24) Philadelphia Eagles: Hamsah Nasirildeen, S, Florida State

This young man can play. He has the athletic ability to play either the free or strong safety spot along with the length to be a potential tight end eraser. He’s the perfect matchup problem for an athletic tight end like Evan Engram and Blake Jarwin within the division, and his ability as a tackler should bode well against a division filled with outstanding running backs.

25) Pittsburgh Steelers: Caden Sterns, S Texas

The Steelers REALLY wanted Nasirildeen to fall to them. With Minkah Fitzpatrick manning the free safety helm, he would have been the perfect fit. But Sterns is a versatile safety in his own right. He’s instinctive and athletic in coverage with awareness not often seen from Texas players, who often come underdeveloped to the NFL.

26) Tampa Bay Buccaneers: Jayson Oweh, EDGE Penn State

This young man is a freak of nature.
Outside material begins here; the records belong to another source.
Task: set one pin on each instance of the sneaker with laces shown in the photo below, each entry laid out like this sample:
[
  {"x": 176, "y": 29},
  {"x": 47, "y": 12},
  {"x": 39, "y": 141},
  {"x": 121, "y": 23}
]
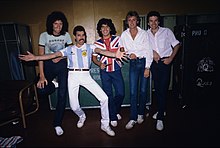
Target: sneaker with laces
[
  {"x": 159, "y": 125},
  {"x": 114, "y": 123},
  {"x": 59, "y": 130},
  {"x": 119, "y": 117},
  {"x": 81, "y": 121},
  {"x": 140, "y": 119},
  {"x": 108, "y": 130},
  {"x": 130, "y": 124},
  {"x": 155, "y": 115}
]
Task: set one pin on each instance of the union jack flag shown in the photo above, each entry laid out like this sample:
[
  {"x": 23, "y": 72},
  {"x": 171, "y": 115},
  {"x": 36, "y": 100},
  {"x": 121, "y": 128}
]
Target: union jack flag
[{"x": 111, "y": 45}]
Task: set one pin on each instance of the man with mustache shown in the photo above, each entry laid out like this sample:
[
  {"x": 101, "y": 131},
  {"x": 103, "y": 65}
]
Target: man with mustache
[{"x": 79, "y": 61}]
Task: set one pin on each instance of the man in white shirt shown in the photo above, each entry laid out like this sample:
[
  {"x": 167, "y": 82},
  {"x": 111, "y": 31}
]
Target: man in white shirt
[
  {"x": 136, "y": 43},
  {"x": 165, "y": 47}
]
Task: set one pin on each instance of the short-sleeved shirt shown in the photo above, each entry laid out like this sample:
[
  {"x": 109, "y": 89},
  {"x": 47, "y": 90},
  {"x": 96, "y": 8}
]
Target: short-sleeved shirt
[
  {"x": 79, "y": 57},
  {"x": 54, "y": 43},
  {"x": 112, "y": 45},
  {"x": 140, "y": 45}
]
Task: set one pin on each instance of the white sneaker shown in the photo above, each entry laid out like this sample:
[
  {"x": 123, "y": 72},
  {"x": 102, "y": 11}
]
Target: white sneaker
[
  {"x": 59, "y": 130},
  {"x": 159, "y": 125},
  {"x": 81, "y": 121},
  {"x": 130, "y": 124},
  {"x": 155, "y": 115},
  {"x": 119, "y": 117},
  {"x": 140, "y": 119},
  {"x": 114, "y": 123},
  {"x": 108, "y": 130}
]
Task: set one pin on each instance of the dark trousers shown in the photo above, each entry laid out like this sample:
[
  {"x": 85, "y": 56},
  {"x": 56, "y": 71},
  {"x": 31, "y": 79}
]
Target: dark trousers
[
  {"x": 109, "y": 80},
  {"x": 56, "y": 70},
  {"x": 161, "y": 78},
  {"x": 138, "y": 88}
]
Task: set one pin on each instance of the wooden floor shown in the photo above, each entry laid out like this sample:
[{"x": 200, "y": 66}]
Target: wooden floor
[{"x": 184, "y": 127}]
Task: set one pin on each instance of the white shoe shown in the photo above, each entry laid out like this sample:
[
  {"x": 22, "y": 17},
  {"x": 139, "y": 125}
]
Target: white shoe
[
  {"x": 130, "y": 124},
  {"x": 119, "y": 117},
  {"x": 114, "y": 123},
  {"x": 140, "y": 119},
  {"x": 159, "y": 125},
  {"x": 81, "y": 121},
  {"x": 155, "y": 115},
  {"x": 108, "y": 130},
  {"x": 59, "y": 130}
]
If he develops at all with the Nittany Lions in 2021, there is little doubt he’ll soar into the first round. Oweh has the athletic ability to be a top-five player if he can develop his hands and pass-rush plan with more reps after being stuck behind some extremely talented rushers in the year prior.

27) New England Patriots: Pat Freiermuth, TE Penn State

Welp, we did it. We somehow let “Baby Gronk” fall to the greatest coach of all time. But don’t fret, as Freiermuth still has a lot of growing to do before he’s elevated to Gronk 2.0 status. He’s about as reliable as they come with his hands, and he can separate using a bit of physicality and lean. He’s a smart route runner against zone coverage and is a solid leverage-sound blocker.
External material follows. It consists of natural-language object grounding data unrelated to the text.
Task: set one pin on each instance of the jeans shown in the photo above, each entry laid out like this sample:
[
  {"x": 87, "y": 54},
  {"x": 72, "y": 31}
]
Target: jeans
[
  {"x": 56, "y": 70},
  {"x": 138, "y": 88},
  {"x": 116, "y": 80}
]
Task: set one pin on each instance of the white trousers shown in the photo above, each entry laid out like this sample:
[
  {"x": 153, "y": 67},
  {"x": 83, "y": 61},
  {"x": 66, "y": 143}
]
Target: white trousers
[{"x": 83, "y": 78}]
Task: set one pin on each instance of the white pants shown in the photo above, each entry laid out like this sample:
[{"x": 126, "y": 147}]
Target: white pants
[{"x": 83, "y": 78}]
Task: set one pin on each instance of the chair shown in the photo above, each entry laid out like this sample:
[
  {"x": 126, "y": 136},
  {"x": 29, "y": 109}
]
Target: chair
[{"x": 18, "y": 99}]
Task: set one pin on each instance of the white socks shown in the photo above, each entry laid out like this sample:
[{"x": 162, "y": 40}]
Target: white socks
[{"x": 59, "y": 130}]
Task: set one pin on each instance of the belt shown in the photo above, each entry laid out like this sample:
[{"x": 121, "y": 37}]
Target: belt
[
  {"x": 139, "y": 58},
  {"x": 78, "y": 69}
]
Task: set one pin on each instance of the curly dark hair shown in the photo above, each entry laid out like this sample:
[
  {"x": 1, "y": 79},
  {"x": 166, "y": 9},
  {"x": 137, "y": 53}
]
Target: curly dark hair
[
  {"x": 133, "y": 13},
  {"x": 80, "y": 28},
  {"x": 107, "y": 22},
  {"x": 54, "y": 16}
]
28) Dallas Cowboys: Paulson Adebo, CB Stanford

Assuming (and hoping) Paulson Adebo has a bounce-back 2021 season after struggling a bit in 2020, this would make sense for a Cowboys team emphasizing turning the ball over after underwhelming in that area for years. Adebo is a solid athlete who plays well coming forward in click and close situations and isn’t afraid to play physical, which defensive backs coach Al Harris should enjoy.
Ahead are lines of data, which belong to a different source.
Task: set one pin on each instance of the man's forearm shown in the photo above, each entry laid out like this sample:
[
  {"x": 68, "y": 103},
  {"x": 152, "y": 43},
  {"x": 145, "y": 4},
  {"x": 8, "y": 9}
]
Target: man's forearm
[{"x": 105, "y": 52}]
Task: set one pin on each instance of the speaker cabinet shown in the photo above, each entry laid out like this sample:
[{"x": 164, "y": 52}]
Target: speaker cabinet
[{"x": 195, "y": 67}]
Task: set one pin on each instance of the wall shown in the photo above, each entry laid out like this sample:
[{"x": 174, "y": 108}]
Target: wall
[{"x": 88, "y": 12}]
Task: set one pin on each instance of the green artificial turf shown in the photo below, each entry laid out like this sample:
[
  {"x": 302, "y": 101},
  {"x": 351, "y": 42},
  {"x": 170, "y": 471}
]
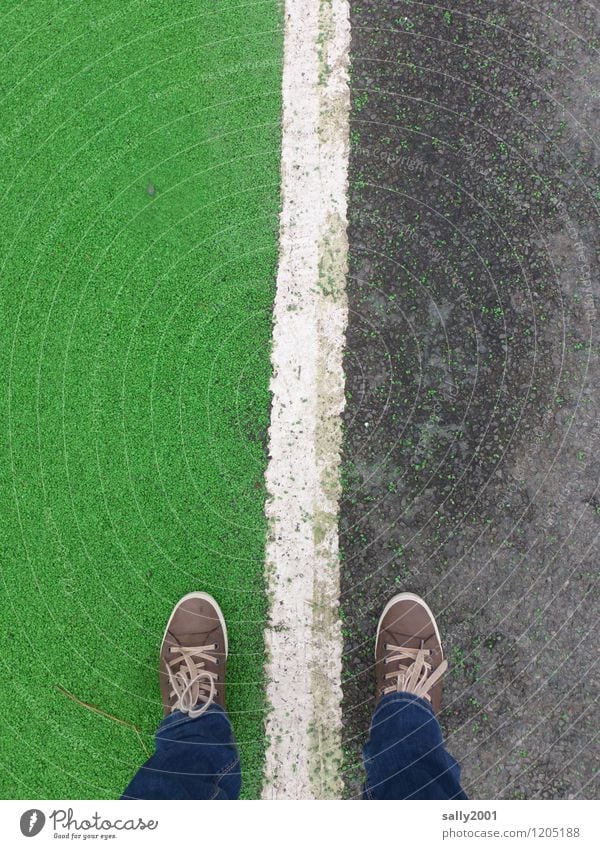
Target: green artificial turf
[{"x": 140, "y": 192}]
29) New Orleans Saints: Dylan Moses, LB Alabama

Depending on what happens in the 2020 college season, there is a chance we won’t see Moses play in two full seasons. But that doesn’t matter. He’s one of the most impressive athletes I’ve seen, regardless of position. If he can come back and play a fully healthy season, there is a strong chance he goes top-10, but his injury history and lack of positional value could leave him in an incredible situation down in New Orleans.

30) Baltimore Ravens: Hamilcar Rashed Jr., EDGE Oregon State

Talk about a fun prospect. Rashed has the fluidity and explosiveness to play in coverage picking up backs out of the backfield and play in zone in the flats and hook area. He can also really put pressure on offensive tackles with his explosiveness. He’s undersized as a true pass rusher, but as a hybrid player who splits time between off-ball and rusher, he’d be a fun chess piece for the Ravens.

31) San Francisco 49ers: Tyson Campbell, CB Georgia

Campbell has a ridiculous amount of untapped potential. If Richard Sherman continues to play beyond 2020, it would be nice to see Campbell learn from one of the most intelligent cornerbacks ever to play the game. He has an ideal height/weight/speed combination, and his physicality is abundantly apparent throughout his reps.

32) Kansas City Chiefs: Carlos Basham Jr., EDGE Wake Forest

Basham is a big boy on the edge who brings a blend of physicality and fluidity that allows him to win as a pass rusher, despite not being explosive either in a straight line or twitchy laterally. He’s a smart pass rusher with a good repertoire of pass rush moves and counters.

He won’t ever be a super high sack guy at the next level, but he can be a nice outside-in option that is becoming more and more prevalent in today’s pass-first game. And when a team is winning as often as the Chiefs will be for the foreseeable future, there will be a lot of teams trying to pass to catch up.